On observe aussi que la fameuse distance sociale de sécurité d’1 mètre, préconisée par beaucoup d’Etats pour réduire la dissémination de la pandémie, est supérieure à une bonne moitié des distances moyennes sociales préférées envers les étrangers, exprimées par les interviewés de l’étude Sorokowska. C’est évidemment proportionnellement pire pour les distances préférées vis-à-vis des personnes connues, et pire encore pour la distance d’intimité. En clair, l’être humain est social avant d’être biologique en ce qui concerne sa relation à ses semblables : il n’adopte pas spontanément une distance prophylactique.

Dans le cas d’une société multiculturelle, où coexistent par définition des individus de nationalités et de cultures différentes, sans doute est-il probable que les individus doivent sans cesse interagir en adaptant leur distance (recul, acceptation). En termes de prophylaxie, la perspective est inverse : en prenant en compte les spécificités de distance, certains efforts de prévention devraient s’adapter à des populations spécifiques et orienter le message à dessein. A ce stade, il ne paraît pas encore possible de corréler les tailles de distance avec le nombre de personnes/pays contaminées par COVID-19, car la pandémie n’en est pas encore à la même phase de développement partout.

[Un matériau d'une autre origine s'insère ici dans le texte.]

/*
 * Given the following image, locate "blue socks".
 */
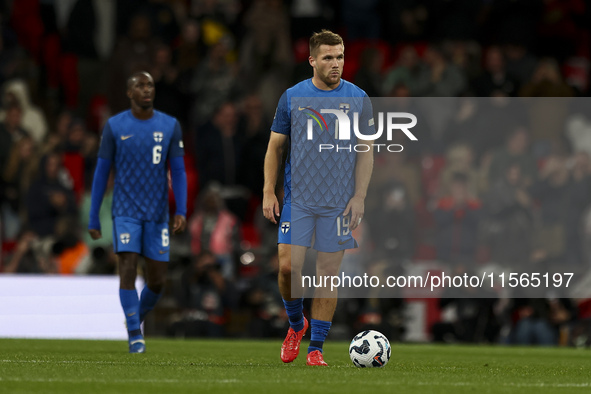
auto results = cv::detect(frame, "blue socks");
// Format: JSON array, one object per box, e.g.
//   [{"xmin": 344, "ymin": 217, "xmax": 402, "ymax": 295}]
[
  {"xmin": 139, "ymin": 285, "xmax": 162, "ymax": 323},
  {"xmin": 308, "ymin": 319, "xmax": 332, "ymax": 353},
  {"xmin": 119, "ymin": 289, "xmax": 142, "ymax": 341},
  {"xmin": 283, "ymin": 298, "xmax": 304, "ymax": 332}
]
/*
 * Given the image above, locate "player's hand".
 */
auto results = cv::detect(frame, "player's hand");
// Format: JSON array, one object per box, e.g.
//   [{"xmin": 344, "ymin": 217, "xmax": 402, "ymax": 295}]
[
  {"xmin": 263, "ymin": 193, "xmax": 279, "ymax": 224},
  {"xmin": 88, "ymin": 228, "xmax": 103, "ymax": 240},
  {"xmin": 343, "ymin": 196, "xmax": 365, "ymax": 230},
  {"xmin": 172, "ymin": 215, "xmax": 187, "ymax": 234}
]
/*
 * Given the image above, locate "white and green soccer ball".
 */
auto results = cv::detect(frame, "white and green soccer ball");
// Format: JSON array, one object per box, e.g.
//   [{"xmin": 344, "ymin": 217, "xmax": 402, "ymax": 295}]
[{"xmin": 349, "ymin": 330, "xmax": 391, "ymax": 368}]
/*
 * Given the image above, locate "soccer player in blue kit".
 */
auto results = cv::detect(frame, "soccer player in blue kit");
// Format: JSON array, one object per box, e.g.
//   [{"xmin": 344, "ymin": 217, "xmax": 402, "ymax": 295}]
[
  {"xmin": 88, "ymin": 72, "xmax": 187, "ymax": 353},
  {"xmin": 263, "ymin": 30, "xmax": 374, "ymax": 366}
]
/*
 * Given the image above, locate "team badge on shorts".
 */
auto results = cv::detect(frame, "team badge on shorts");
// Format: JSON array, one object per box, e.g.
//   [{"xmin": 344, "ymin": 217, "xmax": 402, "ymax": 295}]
[
  {"xmin": 119, "ymin": 233, "xmax": 131, "ymax": 244},
  {"xmin": 281, "ymin": 222, "xmax": 291, "ymax": 234}
]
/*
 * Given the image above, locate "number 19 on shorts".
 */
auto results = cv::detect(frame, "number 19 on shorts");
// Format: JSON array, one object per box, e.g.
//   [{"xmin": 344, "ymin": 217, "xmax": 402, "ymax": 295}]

Dans une perspective dérivée, on notera qu’il est probable que les temps religieux soient aussi ceux d’une moindre distance, rapprochement ou communion spirituelle signifiant rapprochements physiques (Pâques, Ramadan, Pessah). Il est intéressant de constater que chaque Etat prend en compte cet aspect selon ses traditions et ses valeurs : en Grande-Bretagne, les spécificités de l’habituation familiale musulmane, parfois multi-générationnelle et dans des logements modestes, sont des facteurs sinon aggravateurs, du moins sensibleshttps://www.independent.co.uk/voices/coronavirus-muslim-mosque-closure-prayer-nhs-a9411936.html qui font l’objet d’un effort du NHShttps://mcb.org.uk/mcb-updates/coronavirus-guidance-for-mosques-and-madrassas/.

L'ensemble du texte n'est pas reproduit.